Parkinson’s disease (PD) is an age-related neurodegenerative disorder that affects 1–2% of persons aged 60 years and older (Olanow et al, 2009). It is characterized by the loss of brain cells that produce dopamine, a chemical that helps direct muscle activity. There are diminished levels of dopamine at the basal ganglia of the brain, causing tremor of hands, arms, legs, jaw and face; rigidity of limbs and trunk; slowness of gait; coordination difficulty; chewing problems; dysphagia and problems with speech. Esophageal motor abnormalities and constipation are common. Constipation appears about 10–20 years prior to motor symptoms (Ueki and Otsuka, 2004). Unintentional weight loss is frequent, resulting in increased morbidity and mortality.

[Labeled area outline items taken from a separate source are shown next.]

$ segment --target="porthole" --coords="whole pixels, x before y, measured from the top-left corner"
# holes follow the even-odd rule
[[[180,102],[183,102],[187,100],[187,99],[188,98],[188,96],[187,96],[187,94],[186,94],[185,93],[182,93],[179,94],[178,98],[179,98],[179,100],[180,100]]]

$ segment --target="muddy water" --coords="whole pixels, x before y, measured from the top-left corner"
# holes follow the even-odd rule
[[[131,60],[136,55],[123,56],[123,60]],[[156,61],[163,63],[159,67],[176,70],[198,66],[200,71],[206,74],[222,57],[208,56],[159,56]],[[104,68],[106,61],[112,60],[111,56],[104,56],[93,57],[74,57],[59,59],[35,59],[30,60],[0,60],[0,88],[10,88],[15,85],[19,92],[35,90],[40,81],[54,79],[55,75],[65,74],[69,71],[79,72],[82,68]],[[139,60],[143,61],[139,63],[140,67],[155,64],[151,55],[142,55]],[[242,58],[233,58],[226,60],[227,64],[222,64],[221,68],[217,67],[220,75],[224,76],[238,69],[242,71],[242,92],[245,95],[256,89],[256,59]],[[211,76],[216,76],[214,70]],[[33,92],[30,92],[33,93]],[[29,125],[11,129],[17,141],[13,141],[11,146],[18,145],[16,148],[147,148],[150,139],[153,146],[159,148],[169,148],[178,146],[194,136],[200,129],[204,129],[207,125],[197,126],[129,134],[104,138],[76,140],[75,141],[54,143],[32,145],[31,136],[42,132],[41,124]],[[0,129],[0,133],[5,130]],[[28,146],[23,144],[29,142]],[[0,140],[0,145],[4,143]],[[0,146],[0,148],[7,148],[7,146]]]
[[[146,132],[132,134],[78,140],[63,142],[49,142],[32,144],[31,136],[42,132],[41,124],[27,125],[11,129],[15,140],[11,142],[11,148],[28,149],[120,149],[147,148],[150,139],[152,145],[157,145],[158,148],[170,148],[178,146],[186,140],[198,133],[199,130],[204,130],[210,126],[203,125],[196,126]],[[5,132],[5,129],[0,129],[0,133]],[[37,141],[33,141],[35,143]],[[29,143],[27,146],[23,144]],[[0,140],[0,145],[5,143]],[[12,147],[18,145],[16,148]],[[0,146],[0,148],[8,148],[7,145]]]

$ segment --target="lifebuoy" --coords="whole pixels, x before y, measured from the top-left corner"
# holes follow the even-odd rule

Weight loss occurs from increased energy expenditure due to tremor, dyskinesias and rigidity; reduced energy intake due to olfactory dysfunction, cognitive impairment, depression, dysphagia and disability; and medication-related side effects, including dry mouth, nausea/vomiting, appetite loss, anorexia, insomnia, fatigue and anxiety.
Objectives of Medical Nutrition Therapy
Provide adequate energy to prevent weight loss, and avoid gaining excessive weight as well.

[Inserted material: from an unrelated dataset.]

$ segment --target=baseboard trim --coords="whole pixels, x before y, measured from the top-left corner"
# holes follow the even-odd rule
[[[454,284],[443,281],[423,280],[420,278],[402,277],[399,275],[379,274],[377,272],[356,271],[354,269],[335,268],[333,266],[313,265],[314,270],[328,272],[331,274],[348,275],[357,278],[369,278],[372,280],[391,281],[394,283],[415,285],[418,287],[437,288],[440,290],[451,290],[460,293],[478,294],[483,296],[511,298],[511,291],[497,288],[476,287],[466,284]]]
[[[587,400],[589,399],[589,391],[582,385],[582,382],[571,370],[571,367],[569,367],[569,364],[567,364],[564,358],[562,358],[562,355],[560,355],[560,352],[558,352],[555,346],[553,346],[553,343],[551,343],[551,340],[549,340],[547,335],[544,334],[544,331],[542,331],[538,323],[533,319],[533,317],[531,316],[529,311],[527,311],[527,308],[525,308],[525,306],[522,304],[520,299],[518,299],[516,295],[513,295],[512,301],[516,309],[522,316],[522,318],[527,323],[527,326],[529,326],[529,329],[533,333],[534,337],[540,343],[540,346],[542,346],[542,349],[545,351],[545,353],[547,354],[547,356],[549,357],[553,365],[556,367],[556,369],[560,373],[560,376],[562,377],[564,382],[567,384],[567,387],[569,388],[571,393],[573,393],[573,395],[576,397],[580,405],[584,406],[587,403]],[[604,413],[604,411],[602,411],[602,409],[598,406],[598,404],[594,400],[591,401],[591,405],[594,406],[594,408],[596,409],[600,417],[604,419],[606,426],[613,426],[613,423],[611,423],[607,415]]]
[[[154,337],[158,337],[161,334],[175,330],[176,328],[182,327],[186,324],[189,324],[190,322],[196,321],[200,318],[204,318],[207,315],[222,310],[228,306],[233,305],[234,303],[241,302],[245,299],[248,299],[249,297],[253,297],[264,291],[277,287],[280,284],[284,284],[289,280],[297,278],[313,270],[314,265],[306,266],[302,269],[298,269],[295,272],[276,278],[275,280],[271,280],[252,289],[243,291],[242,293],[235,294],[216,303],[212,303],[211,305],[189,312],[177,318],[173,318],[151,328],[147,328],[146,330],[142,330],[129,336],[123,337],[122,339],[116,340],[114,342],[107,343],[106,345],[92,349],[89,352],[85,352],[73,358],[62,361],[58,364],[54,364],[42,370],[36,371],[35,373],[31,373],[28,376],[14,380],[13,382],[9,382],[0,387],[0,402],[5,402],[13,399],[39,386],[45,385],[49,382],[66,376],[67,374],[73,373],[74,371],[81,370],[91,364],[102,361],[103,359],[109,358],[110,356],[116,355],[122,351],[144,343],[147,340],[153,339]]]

Provide adequate hydration, especially when thickened liquids are needed.
Maintain optimal physical and emotional health. Exercise may be protective, especially for men (Carne et al, 2005).
Supply dopamine to the brain; monitor diet therapy accordingly.

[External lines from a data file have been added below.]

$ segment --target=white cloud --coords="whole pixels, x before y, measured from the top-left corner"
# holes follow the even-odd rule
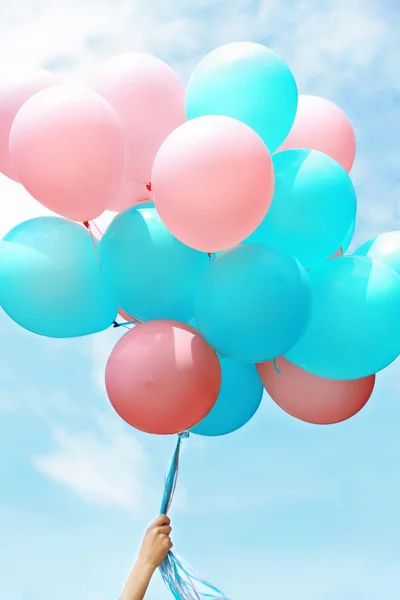
[[[400,15],[389,15],[386,3],[118,0],[111,8],[109,0],[62,5],[0,0],[2,5],[0,51],[9,67],[45,66],[78,79],[86,79],[110,55],[138,50],[163,58],[186,79],[197,61],[220,44],[242,39],[269,44],[288,60],[301,91],[325,95],[345,109],[356,107],[350,116],[359,138],[354,176],[362,237],[400,224],[398,201],[388,189],[398,170],[392,132],[400,111],[385,107],[374,119],[358,114],[364,105],[376,113],[379,94],[387,97],[399,89]],[[377,137],[384,156],[373,152]],[[0,234],[25,218],[48,214],[15,184],[4,182],[1,197]]]
[[[149,493],[149,461],[134,437],[104,419],[96,430],[72,434],[56,428],[52,434],[55,449],[33,459],[39,471],[88,502],[142,511]]]

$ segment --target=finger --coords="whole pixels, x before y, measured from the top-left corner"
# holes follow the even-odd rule
[[[162,534],[162,535],[169,535],[172,531],[172,527],[170,525],[163,525],[162,527],[158,528],[158,531]]]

Improve the ability to eat.
Use semisolid foods rather than fluids when sucking/swallowing reflexes are reduced. Drooling may be a problem. Request a swallow evaluation from a speech therapist to determine proper consistency of foods.
Correct alterations in GI function (i.e., increased transit time, heartburn and constipation).
When using monoamine oxidase inhibitors, use a tyramine-restricted diet to prevent severe headaches, blurred vision, difficulty thinking, seizures, chest pain or symptoms of a stroke.
Medical Nutrition Therapy Intervention
Energy: Provide 25 kcal/kg IBW. If needed, increase the calories to 30 kcal/kg IBW to prevent weight loss.
Protein: A high intake of protein diminishes the effectiveness of levodopa. If weight loss occurs, provide 1–1.5 g/kg plus extra energy as needed. A protein redistribution diet is used since protein is a versatile nutrient (i.e., low-protein breakfast and lunch with high-protein dinner and snack). Foods that are rich in high biological value proteins are prescribed. Timing of levodopa should be monitored to avoid conflicting responses to protein at mealtimes.
Protein and the Brain: Tyrosine, an essential amino acid, is very much needed to help nerve cells produce enough dopamine. In Parkinson’s it is diminished for the better absorption of the levodopa therapy – protein redistribution diet is followed (major allowance is shifted to the latter half of the day).
Fibre: Increase fibre intake. To increase fibre, add smoothies to diet; crushed bran is also preferred.
Vitamins & Minerals: A multivitamin–mineral supplement may be beneficial, especially vitamins C, D, E and the B-complex vitamins. Folate and vitamins B6 and B12 are important to lower elevated triglyceride homocysteine levels (Biselli et al, 2007; Grimble, 2006).
Provide 3 major meals and 3 minor meals to the patient.
Plan diet according to results of swallowing evaluation. Cut, mince or soften foods as required.
Vegetable oils, salad dressings, nuts, green tea, coffee, turmeric and antioxidant-rich fruits and vegetables can be used.
If needed, follow the tyramine-restricted diet - avoid aged and fermented meats, organ meats, sausages, broad bean pods, sauerkraut, aged cheeses, and over-the-counter supplements containing tyramine and soybean products such as soy sauce.